Who’s been hacking airplane PA systems? There’s still no satisfactory explanation for why multiple recent American Airlines flights have experienced an odd phenomenon wherein a mystery voice groans over the loudspeakers. According to the airline, it was caused by “a mechanical issue with the PA amplifier, which raises the volume of the PA system when the engines are running,” which does not make sense.
The weirdest flight ever.— Emerson Collins (@ActuallyEmerson) September 23, 2022
These sounds started over the intercom before takeoff and continued throughout the flight.
They couldn’t stop it, and after landing still had no idea what it was. pic.twitter.com/F8lJlZHJ63
Congrats to George Chauncey. This weekend Professor Chauncy, one of the country’s foremost LGBTQ scholars, was awarded the Library of Congress's John W. Kluge prize. It comes with a very nice medal and a half million dollars. Here’s his lovely acceptance speech.
Houses! The dreaded Design Review Board will have a public hearing about 1800 East Olive Way on Wednesday night. Currently a dry cleaner, the proposed new building would feature 45 new homes, a bunch of retail, and a much-needed revamp of the intersection where I watched someone’s arm get mangled in a crash several weeks ago. The building would have no parking, which is fine since it’s a block away from a subway station, multiple bus lines, a street car, and bike lanes. (And about four blocks from multiple public parking garages.)
Tragic news for those of us with terrible taste. There’s been a recall of candy corn. The affected bags are 15-ouncers that may contain undeclared egg and they were distributed by Arcade Snacks of Auburn, MA. Fortunately, they only distribute to Connecticut and Massachusetts, so you should be safe to join me in shoveling fistfuls of the noxious stuff into your mouth. And your ass.
Cars in bike lanes, why I never. Here’s a newish Twitter account that documents drivers behaving badly. You can look up tickets associated with a plate here. For example, this lane-blocker’s license plate has racked up seventeen tickets so far just this year, and 26 last year, some of which still haven’t been paid. The system’s working great!
1 car— Cars in Bike Lanes Seattle (@carbikelanesea) September 25, 2022
Time: 3:48 PM
Location: Broadway and Harvard https://t.co/hb4uslMxCM
There’s that old familiar smell. Wildfire smoke is back for a few more days. With dozens of wildfires burning across the state, Seattle is experiencing moderate-level air quality and near-record high temperatures. Things may cool off later this week, with rain possible on Wednesday.
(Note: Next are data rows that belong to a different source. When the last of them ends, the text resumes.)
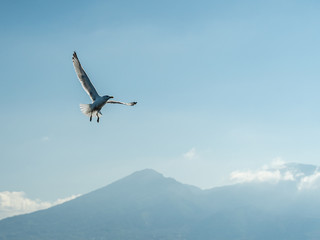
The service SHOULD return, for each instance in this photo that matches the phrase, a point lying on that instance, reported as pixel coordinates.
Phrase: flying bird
(93, 109)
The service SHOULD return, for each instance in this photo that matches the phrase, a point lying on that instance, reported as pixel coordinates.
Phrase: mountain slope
(146, 205)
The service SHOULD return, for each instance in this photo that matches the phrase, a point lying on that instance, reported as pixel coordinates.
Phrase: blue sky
(220, 85)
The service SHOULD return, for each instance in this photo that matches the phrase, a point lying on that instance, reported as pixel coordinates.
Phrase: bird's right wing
(84, 80)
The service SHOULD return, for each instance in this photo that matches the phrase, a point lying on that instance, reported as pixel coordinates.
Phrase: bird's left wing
(128, 104)
(84, 80)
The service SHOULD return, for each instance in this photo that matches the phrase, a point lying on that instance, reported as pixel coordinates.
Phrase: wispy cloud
(15, 203)
(278, 171)
(45, 139)
(310, 182)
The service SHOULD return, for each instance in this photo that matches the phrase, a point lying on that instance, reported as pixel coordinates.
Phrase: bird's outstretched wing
(128, 104)
(84, 80)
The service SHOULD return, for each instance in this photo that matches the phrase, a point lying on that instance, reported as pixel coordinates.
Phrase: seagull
(97, 101)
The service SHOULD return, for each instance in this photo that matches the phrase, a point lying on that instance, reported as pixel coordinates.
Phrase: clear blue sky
(220, 85)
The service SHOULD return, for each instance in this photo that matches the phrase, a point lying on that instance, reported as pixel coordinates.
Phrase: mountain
(146, 205)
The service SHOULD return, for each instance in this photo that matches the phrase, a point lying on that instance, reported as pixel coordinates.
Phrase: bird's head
(107, 97)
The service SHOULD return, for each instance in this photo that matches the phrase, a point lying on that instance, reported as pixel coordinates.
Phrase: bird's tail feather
(86, 109)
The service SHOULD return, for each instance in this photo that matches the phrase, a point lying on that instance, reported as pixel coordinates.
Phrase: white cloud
(45, 139)
(260, 176)
(268, 173)
(15, 203)
(310, 182)
(191, 154)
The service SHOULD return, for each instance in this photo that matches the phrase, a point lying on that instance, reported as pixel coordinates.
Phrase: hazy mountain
(146, 205)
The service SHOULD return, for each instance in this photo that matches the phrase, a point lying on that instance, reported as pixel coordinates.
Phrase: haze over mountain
(147, 205)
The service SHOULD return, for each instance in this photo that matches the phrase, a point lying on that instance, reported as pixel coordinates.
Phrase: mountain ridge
(147, 205)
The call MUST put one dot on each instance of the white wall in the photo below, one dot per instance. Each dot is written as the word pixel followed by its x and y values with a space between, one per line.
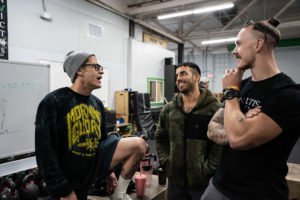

Oh God, what is he about to say? Sir Elton did a concert at the White House this weekend, and he looks genuinely alarmed at the first half of Joe’s sentence here:
Still cannot get over Biden mangling this so badly it sounds like he's saying Elton John has personally given HIV to so many men it's become a problem that's cost 6 billion dollars of taxpayers money to fix pic.twitter.com/D6GIoMiJuZ— Seeking Derangements (@SSDERANGEMENTSS) September 26, 2022
Don’t drive to the airport. They’re temporarily closing part of the garage so they can demolish an old ramp and make room for more lanes (i.e., more traffic jams). The garage closure will last through Thursday, with some traffic slowdown expected.
Why don’t we have a mascot for our transit? Imagine if Bussi and Seattle’s SLUT teamed up.